There was cold sausage, potato salad, fresh herrings, and a strange dish made of buttermilk and buckwheat-flour, all boiled together and flavoured with green herbs. The Joost family thought it delicious, but Theodore said that it would take him some time to get used to it, and preferred the big loaves of rye-bread filled with raisins. As for cheeses, there was no end to the different kinds—and all of them excellent; while to wind up with, there was a delicious hot gingerbread and good coffee. Did it keep them awake? No, indeed, they dropped off to sleep in a moment, inside their big cupboard-beds, that had doors to them, instead of curtains, which made them look more like boxes than ever.

"Just come and look out the window, Theodore," said Pieter early the next morning. He was at the window and Theodore was out of bed in a moment and beside him.

"Why the whole square is filled with cheeses," he cried. So it was, for this was market-day, when the farmers—"boeren," they are called—from all the country roundabout bring in their cheeses to sell them in the market-place.

The boys scrambled into their clothes, and in a few minutes were walking among the great piles of cheeses. There were all kinds and shapes and sizes,—cheeses that looked like great red balls, yellow cheeses, white cheeses, green cheeses, flat, round, square and all sizes.
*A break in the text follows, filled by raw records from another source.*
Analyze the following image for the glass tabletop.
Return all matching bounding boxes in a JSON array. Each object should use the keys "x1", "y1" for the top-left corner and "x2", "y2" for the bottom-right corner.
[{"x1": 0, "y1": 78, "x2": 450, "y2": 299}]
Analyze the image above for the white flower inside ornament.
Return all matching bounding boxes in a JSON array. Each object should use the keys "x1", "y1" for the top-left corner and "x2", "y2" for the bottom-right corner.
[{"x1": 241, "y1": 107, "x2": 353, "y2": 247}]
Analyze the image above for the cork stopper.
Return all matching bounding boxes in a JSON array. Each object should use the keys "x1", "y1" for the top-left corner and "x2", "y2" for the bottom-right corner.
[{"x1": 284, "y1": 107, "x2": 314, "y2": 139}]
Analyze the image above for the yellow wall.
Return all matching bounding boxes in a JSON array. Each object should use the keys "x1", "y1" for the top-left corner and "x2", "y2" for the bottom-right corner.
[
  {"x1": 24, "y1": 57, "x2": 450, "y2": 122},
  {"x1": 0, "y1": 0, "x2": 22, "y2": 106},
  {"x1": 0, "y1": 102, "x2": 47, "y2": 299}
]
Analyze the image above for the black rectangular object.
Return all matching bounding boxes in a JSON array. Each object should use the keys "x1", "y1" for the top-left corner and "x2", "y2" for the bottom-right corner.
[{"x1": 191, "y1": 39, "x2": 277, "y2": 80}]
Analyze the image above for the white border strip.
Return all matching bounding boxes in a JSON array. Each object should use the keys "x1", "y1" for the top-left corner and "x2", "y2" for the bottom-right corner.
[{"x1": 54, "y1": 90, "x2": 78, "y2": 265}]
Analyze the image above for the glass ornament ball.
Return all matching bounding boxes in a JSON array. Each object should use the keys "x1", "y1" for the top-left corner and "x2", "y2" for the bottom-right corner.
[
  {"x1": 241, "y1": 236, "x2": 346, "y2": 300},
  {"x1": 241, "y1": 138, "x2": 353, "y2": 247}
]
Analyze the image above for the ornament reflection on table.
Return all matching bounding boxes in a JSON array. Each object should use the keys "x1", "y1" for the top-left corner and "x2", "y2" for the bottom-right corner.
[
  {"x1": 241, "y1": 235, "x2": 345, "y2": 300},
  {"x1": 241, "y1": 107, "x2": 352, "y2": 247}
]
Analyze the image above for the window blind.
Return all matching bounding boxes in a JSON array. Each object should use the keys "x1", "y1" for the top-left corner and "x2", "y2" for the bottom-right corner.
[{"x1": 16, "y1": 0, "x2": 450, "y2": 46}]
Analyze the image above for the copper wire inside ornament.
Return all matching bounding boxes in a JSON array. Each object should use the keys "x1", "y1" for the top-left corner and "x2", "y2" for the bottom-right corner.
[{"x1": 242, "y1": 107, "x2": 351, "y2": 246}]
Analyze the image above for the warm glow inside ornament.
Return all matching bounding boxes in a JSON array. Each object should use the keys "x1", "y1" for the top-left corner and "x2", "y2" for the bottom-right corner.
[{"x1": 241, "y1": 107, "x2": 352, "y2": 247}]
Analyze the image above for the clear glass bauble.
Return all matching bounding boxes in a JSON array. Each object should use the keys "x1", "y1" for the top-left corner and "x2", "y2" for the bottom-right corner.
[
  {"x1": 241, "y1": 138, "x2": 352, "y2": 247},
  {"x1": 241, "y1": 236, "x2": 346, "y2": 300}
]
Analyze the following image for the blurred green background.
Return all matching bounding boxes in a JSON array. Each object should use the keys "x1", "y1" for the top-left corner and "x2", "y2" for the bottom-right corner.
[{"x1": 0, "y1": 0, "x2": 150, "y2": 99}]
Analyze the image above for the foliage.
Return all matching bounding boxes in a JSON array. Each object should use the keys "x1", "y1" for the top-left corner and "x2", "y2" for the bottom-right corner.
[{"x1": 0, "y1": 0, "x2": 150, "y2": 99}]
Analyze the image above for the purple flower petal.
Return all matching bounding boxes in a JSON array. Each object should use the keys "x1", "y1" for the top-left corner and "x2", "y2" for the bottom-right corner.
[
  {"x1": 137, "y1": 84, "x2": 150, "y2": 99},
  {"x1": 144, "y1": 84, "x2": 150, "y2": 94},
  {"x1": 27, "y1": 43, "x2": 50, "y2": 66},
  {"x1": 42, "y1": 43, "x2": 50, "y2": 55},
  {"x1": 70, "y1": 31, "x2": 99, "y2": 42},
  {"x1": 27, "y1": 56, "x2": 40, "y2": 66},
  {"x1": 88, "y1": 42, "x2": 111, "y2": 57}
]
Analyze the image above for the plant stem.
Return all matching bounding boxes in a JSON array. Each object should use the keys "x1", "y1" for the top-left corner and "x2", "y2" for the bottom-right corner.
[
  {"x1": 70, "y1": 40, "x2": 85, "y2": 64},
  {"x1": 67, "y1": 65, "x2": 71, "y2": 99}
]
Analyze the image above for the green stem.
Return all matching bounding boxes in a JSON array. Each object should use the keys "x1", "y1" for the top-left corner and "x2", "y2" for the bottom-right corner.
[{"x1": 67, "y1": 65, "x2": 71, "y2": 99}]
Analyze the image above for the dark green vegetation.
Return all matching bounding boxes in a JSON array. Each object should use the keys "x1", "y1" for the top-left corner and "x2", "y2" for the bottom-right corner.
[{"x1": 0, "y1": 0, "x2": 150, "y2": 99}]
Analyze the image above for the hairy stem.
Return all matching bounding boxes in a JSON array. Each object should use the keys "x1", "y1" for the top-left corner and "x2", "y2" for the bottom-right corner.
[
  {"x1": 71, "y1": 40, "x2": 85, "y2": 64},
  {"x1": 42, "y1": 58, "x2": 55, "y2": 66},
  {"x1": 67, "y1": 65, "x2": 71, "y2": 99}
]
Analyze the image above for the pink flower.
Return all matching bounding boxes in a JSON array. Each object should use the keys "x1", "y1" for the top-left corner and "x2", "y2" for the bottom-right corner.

"I didn't suppose there were as many cheeses in the world," said Theodore, looking around him. "And the wagons, too, aren't they fine; they look as gay as circus wagons."

And so they did, for they were painted every colour under the sun; some of them even had flowers painted upon them; and they were all shapes, too; some were curved like shells, and others looked not unlike a boat on wheels.

"Let us see what is going on over there, where there is such a crowd of people," said Pieter, as he led the way to the other side of the square.

Here was the Weighing-House, where the cheeses were being weighed on funny old-fashioned scales, which looked as though they had been in use hundreds of years. The buyers, too, were testing the cheeses. They would taste a cheese and cut a small plug out of it to see if it were of good quality, and then they would put the plug back in place again, when the cheese, to all appearances, looked as it did before.

The bargaining over the cheeses took a long time, for the farmers are very careful to make a good deal for themselves, and they will not be hurried; and generally, when they are on their way home again, they look very well satisfied with themselves, and as contented as the portly Vrouw sitting beside them, or the "kinder," as they call the children, playing about in the bottom of the wagon.

"I don't suppose you boys have given up eating breakfast," a voice behind them said, and turning they saw Mynheer Joost.